A second-term Republican Congressman from Southeast Florida, who was also a wounded Afghanistan combat veteran, made an awkward mistake on his Twitter account on Sunday morning. Rep. Brian Mast posted a tweet wishing the U.S. Navy a "Happy Birthday," celebrating the 244th anniversary of the military branch's founding, as CNN reported.

But in the tweet, he posted a photograph of the Russian battlecruiser Pyotr Velikiy. The Russian ship was originally named the Yuri Andropov when it was constructed in 1986, according to Military Factory. The ship was named after the former leader of the Soviet Union, who was also previously the chief of the KGB.

After the fall of the Soviet Union, the guided-missile cruiser was rechristened with its current name, and launched in 1996. The Pyotr Velikiy today serves as the flagship of Russia's North Fleet, according to Military Factory.

The mistake was particularly awkward for the 39-year-old Mast.

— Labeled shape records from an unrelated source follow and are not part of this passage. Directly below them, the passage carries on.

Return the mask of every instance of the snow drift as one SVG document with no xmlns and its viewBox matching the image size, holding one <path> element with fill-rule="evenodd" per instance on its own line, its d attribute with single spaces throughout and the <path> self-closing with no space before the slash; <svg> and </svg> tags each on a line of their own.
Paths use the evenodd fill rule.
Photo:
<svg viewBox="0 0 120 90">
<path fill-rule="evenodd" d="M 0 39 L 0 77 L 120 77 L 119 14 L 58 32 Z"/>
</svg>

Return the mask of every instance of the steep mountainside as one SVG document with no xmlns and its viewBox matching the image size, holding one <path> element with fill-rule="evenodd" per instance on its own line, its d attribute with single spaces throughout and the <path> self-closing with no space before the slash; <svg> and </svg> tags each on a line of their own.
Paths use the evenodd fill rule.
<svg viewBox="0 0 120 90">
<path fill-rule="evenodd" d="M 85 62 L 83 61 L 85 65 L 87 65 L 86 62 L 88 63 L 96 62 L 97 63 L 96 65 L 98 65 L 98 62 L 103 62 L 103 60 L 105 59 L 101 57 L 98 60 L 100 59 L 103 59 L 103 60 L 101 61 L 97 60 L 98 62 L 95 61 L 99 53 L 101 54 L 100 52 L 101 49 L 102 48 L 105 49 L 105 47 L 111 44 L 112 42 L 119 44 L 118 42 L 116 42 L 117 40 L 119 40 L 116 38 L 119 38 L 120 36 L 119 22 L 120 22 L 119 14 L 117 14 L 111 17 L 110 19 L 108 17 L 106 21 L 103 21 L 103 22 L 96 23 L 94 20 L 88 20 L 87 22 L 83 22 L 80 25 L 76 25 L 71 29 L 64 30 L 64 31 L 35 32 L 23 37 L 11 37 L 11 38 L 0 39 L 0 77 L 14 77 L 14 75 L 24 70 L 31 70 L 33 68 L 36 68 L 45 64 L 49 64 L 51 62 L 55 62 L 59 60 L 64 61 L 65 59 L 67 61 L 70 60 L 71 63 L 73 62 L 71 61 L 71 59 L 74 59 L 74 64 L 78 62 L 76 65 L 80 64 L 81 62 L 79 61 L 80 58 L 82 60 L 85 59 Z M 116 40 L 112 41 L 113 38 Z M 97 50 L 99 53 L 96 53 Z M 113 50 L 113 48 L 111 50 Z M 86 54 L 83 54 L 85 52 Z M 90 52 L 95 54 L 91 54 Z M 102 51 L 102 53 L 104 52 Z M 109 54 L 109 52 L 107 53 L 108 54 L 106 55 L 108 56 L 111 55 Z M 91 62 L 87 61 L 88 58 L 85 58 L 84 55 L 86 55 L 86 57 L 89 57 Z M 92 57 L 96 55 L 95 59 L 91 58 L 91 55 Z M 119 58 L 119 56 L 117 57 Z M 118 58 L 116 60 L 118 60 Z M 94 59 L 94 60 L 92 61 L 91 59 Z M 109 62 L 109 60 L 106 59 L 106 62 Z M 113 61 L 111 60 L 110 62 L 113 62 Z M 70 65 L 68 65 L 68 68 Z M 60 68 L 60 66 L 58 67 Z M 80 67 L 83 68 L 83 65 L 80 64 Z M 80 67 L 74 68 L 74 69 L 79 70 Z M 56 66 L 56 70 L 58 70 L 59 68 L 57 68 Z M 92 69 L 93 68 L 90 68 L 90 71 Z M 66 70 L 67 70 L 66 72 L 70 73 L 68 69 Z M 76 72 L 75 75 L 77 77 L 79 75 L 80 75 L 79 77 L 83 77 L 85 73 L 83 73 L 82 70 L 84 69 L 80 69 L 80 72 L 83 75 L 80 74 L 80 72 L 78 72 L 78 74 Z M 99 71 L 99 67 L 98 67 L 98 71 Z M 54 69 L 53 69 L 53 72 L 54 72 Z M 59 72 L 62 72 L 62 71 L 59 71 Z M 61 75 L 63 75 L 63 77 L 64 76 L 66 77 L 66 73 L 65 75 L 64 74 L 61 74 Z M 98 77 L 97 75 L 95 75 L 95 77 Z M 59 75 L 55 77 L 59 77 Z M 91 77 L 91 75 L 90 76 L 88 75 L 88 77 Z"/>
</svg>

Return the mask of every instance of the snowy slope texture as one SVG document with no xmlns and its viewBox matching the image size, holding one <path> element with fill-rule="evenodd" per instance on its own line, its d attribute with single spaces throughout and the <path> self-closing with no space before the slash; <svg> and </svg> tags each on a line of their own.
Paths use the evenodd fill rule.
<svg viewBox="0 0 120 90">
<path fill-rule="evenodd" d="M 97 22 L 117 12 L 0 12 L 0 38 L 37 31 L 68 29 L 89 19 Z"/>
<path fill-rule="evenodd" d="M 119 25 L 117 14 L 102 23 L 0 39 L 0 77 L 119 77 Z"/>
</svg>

Earlier this week, it was revealed that he received a donation of $2,173 from Igor Fruman, who is one of two Soviet-born, Florida businessmen who have acted as "fixers" for Donald Trump's personal lawyer, Rudy Giuliani.

Fruman and Lev Parnas, who appears to be a longtime acquaintance of Trump, as well as a Giuliani associate, as The Inquisitr reported, were arrested and indicted this week, charged with campaign finance violations.

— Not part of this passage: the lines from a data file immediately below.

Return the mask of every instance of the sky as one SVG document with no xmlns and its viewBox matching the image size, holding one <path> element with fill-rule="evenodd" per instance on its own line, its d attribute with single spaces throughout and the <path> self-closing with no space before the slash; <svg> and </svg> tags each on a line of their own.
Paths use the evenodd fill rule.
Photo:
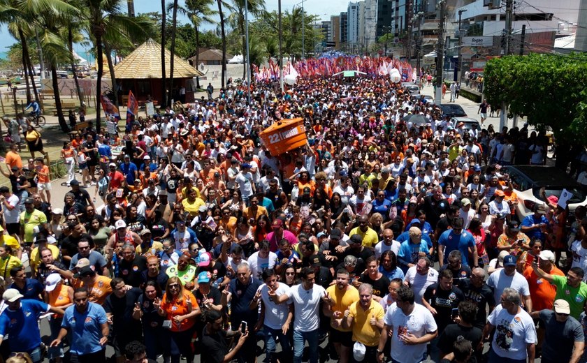
<svg viewBox="0 0 587 363">
<path fill-rule="evenodd" d="M 122 7 L 126 10 L 126 3 L 122 1 Z M 179 0 L 179 3 L 183 5 L 184 0 Z M 338 15 L 342 11 L 346 11 L 349 0 L 305 0 L 304 1 L 304 9 L 310 14 L 317 15 L 324 20 L 330 19 L 331 15 Z M 301 6 L 301 0 L 282 0 L 282 11 L 289 10 L 294 6 Z M 134 0 L 135 13 L 150 13 L 153 11 L 161 12 L 161 1 L 155 0 Z M 273 11 L 277 10 L 277 0 L 265 0 L 265 6 L 267 10 Z M 179 20 L 183 23 L 187 22 L 187 18 L 179 15 Z M 208 29 L 212 29 L 214 26 L 208 26 Z M 205 29 L 205 27 L 204 27 Z M 16 43 L 8 33 L 5 25 L 0 27 L 0 52 L 6 52 L 6 47 Z M 85 50 L 80 45 L 74 47 L 76 52 L 83 58 L 87 58 Z"/>
</svg>

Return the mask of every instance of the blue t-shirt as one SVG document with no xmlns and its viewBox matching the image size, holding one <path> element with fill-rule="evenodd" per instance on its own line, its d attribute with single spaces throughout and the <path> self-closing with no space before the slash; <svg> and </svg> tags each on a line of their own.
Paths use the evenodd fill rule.
<svg viewBox="0 0 587 363">
<path fill-rule="evenodd" d="M 49 310 L 49 305 L 38 300 L 23 299 L 20 309 L 6 309 L 0 315 L 0 335 L 10 335 L 8 343 L 13 352 L 30 352 L 41 346 L 38 316 Z"/>
<path fill-rule="evenodd" d="M 15 283 L 10 285 L 10 288 L 17 290 L 20 292 L 20 295 L 22 295 L 23 299 L 31 299 L 38 301 L 41 301 L 39 295 L 45 290 L 45 288 L 43 286 L 43 284 L 38 282 L 38 280 L 29 278 L 24 280 L 24 288 L 20 288 Z"/>
<path fill-rule="evenodd" d="M 444 246 L 444 263 L 447 263 L 449 253 L 451 251 L 458 249 L 461 251 L 461 260 L 465 266 L 469 265 L 469 247 L 475 246 L 475 239 L 473 235 L 466 230 L 463 230 L 460 235 L 453 232 L 452 230 L 447 230 L 440 235 L 438 239 L 438 248 Z"/>
<path fill-rule="evenodd" d="M 134 163 L 129 163 L 128 164 L 122 163 L 120 164 L 120 171 L 126 177 L 126 183 L 129 185 L 133 185 L 135 179 L 134 173 L 138 171 Z"/>
<path fill-rule="evenodd" d="M 87 309 L 80 313 L 75 305 L 65 309 L 61 327 L 71 334 L 71 347 L 69 350 L 78 355 L 99 352 L 104 348 L 100 345 L 102 338 L 101 324 L 106 323 L 106 312 L 104 308 L 88 302 Z M 11 339 L 10 339 L 11 340 Z"/>
<path fill-rule="evenodd" d="M 530 214 L 530 216 L 526 216 L 524 218 L 523 221 L 522 221 L 522 224 L 520 225 L 521 227 L 532 227 L 533 224 L 540 224 L 544 223 L 546 225 L 549 224 L 549 221 L 546 219 L 546 217 L 544 216 L 541 215 L 539 217 L 536 218 L 534 216 L 534 214 Z M 541 228 L 536 228 L 534 230 L 525 232 L 526 235 L 528 236 L 528 238 L 532 239 L 532 237 L 536 237 L 539 239 L 544 243 L 546 239 L 546 236 L 544 233 L 542 233 L 542 230 Z"/>
</svg>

According to a report by WPEC TV in Boca Raton, Florida, Mast received the donation from Fruman — who for purposes of supposedly concealing his identity used the name "Furman" for the donation — on June 12, 2018, as he was running for re-election. The donation was funneled through a group known as "Protect the House," and according to the WPEC report, Mast never met Fruman personally.

Mast has now said that he will return the donation, according to the report.

Fruman, using the alternate spelling of his name, donated to several high-profile Republican candidates last year. According to federal prosecutors, Parnas and Fruman made a $325,000 donation to the pro-Trump Republican SuperPac, concealing the true source of the funds — an unnamed Russian businessman, as The Inquisitr reported.

Parnas and Fruman worked for Giuliani in his effort to force the government of Ukraine to open an "investigation" into Democrat Joe Biden, Trump's potential opponent in the 2020 election.

Fruman and Parnas were also financed in their activities by fugitive Ukrainian oligarch Dmytro Firtash, who is under indictment in Chicago, Illinois, for an alleged mining fraud scheme, as The Inquisitr reported. Firtash has been living in Vienna, Austria, for the past five years, fighting extradition to the United States. His backing of Fruman and Parnas may be connected to his attempt to get the indictment against him lifted.